The CBP is giving vague answers to what they’re spying on. Hathaway said it’s evidence of militarizing the border with no transparency of oversight over the CBP.
“As an American, I think we have that fundamental right to be private and secure in our private lives,” Hathaway said. “And this is just another ‘Big Brother’ intrusion into our lives… I’m offended by it personally. I think it’s disgusting. And I hope the community doesn’t get used to it and just think it’s one more fixture of the growing police state along the border.”
Hathaway added: “I think it’s evidence of a kind of growing police state along the border. It just seems weird and dystopian to have that kind of surveillance platform right in the middle of the city.”
This is just one of the many reminders that the government is constantly spying on us, and Hathaway is no stranger to exposing such violations on the liberty of Americans.
Hathaway is a rare breed in politics, someone who actually believes in the Constitution. After being elected in the 2020 election, Hathaway said his job is “preserving people’s freedoms…. I don’t want to run anybody’s life.”
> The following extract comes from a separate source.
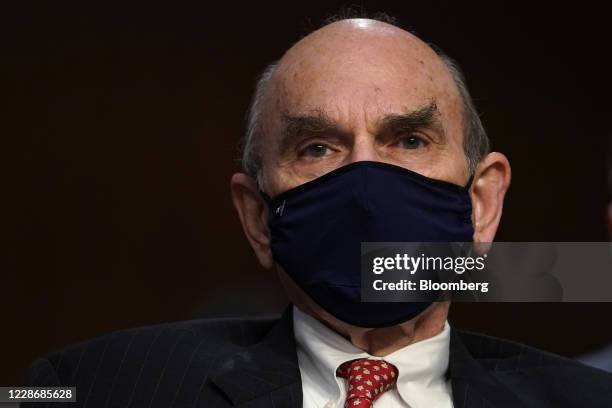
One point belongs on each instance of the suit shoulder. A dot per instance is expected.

Last year, Hathaway took on Arizona’s Republican Gov. Doug Ducey after he signed a disgraceful executive order in October, 2021 to setup a radical tracking system that everybody who submits to the COVID jab must pass their personal information to the state and the federal government.
“This hypocrite Republican governor who speaks out of both sides of his mouth, he goes around touting the vaccines on how they’re ‘safe and effective and everyone should get vaccinate,’ but then he tries to play the other side like where ‘I’m opposed to vaccine mandates,’” Hathaway said.
Hathaway added: “Here’s a Republican governor, a hypocrite, requiring that every 24 hours all this personally identifiable information, with no ability to opt out, be shared with CDC (Centers for Disease Control) and HHS (Department of Health and Human Services).”